Sievo has a history of shedding its skin. Years ago, the product was a desktop application behind our customer’s firewall. It was originally written in Visual Basic by our founders. Now it’s a SaaS web application. The current technology stack is mostly C# with a touch of F# on the backend and React in the front.
I cannot tell you that story. I was not there to see it. I joined only eleven months ago.
Here is my war story
In May 2016, I joined a company with an ache. Each customer was a separate entity in our systems. With a bit of simplification, this was the structure: there was a database, the service itself and QlikView reporting. All of the mentioned must be in the same version or else.
Before, when a new version of the software was created, we would contact our customers to schedule an upgrade. First, we ran a test upgrade to test the process and validate the new version. After a few days of waiting for our busy people to give us a thumbs up, we took the service down for maintenance and performed the real upgrade. In May, the average version running in a customer environment was almost half a year old. That was a great job from a few very diligent people to keep everything up to date. Even this was an achievement: six months prior, the delay had been close to a year.
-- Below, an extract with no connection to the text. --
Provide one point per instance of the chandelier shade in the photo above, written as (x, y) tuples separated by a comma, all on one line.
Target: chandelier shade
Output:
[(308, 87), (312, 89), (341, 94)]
In practice, our customers were getting neither the latest features nor the fixes to defects in a timely way. In addition, we were supporting more than twenty versions of our product.
In June, we started a BuSu project. These are key initiatives to “Build Success” that have a sponsor from our top management. This time the sponsor was our CEO, Matti. The goal was to make version upgrades automatic at the press of a button for ten customers during 2016. The team consisted of a customer relations manager, software engineers, a delivery engineer, myself and the project was led by our chief architect.
The complicated button
To start, the process was automated in a rudimentary fashion. It all started by editing an Excel description of the environment, running a script on a specific host, specifying the intent with a string of parameters and waiting. Naturally, this was after checking that all the parameters are correct.
Our customer relations manager started looking for customers who would be happy to get the latest versions as soon as possible. We, the techies, started simplifying the tools in small increments. I started on a spy mission to see what the people performing the upgrade validations were doing.
Instead of letting our diligent delivery engineer execute the upgrades, we told our chief architect to pretend to be the button that runs the upgrades. One could call it a concierge prototype.
Every time a little better
With every run of the mill, we made small adjustments. In mid-June I knew that validations were not exposing any issues at all. There were 26 steps in the process to upgrade a single environment. In August, we had dropped the execution time by a third by skipping unnecessary calculations. Also, an ExterminateExcels script was created to migrate the old description files to a new format. I smuggled in some ASCII art of a Dalek into the script.
In September, all the usual causes for failures had been removed. There were 20 steps in the process to upgrade the ten customers who opted in. The execution would not halt to prompt the user. The test upgrade and actual upgrade were run back to back.
In December, there were just 5 steps in the process. We had 22 customers opted in to the new process.
The entire process to schedule upgrades for 75% of our internal and customer environments looks like this:
1. Log in
2. Set the dates in `batches.json`
3. Execute `JsonScheduler batches.json`
These three simple steps will schedule most of our systems at preset times. The status will be reported by a bot on our Slack chat.
This is not yet perfect. In a few weeks we will remove step 2 by letting the script infer the next available times for upgrades.
What’s the moral of the story? Through decisive action and working together, we have freed the time of our delivery team almost entirely. Instead of starting our mornings with an upgrade, we have increased our coffee intake, mood and quality of humor.
For our customers, there is no stress in finding days when the service can be down. The new versions get installed within a week. The largest get the most tangible benefits in service availability: The old method took the service out for 17 hours. The last upgrade took their service offline for two hours.
We are very proud of this, but we’re not nearly done.
I am pressing delete on the ExterminateExcels script, stage complete.
We even have an IoT button waiting…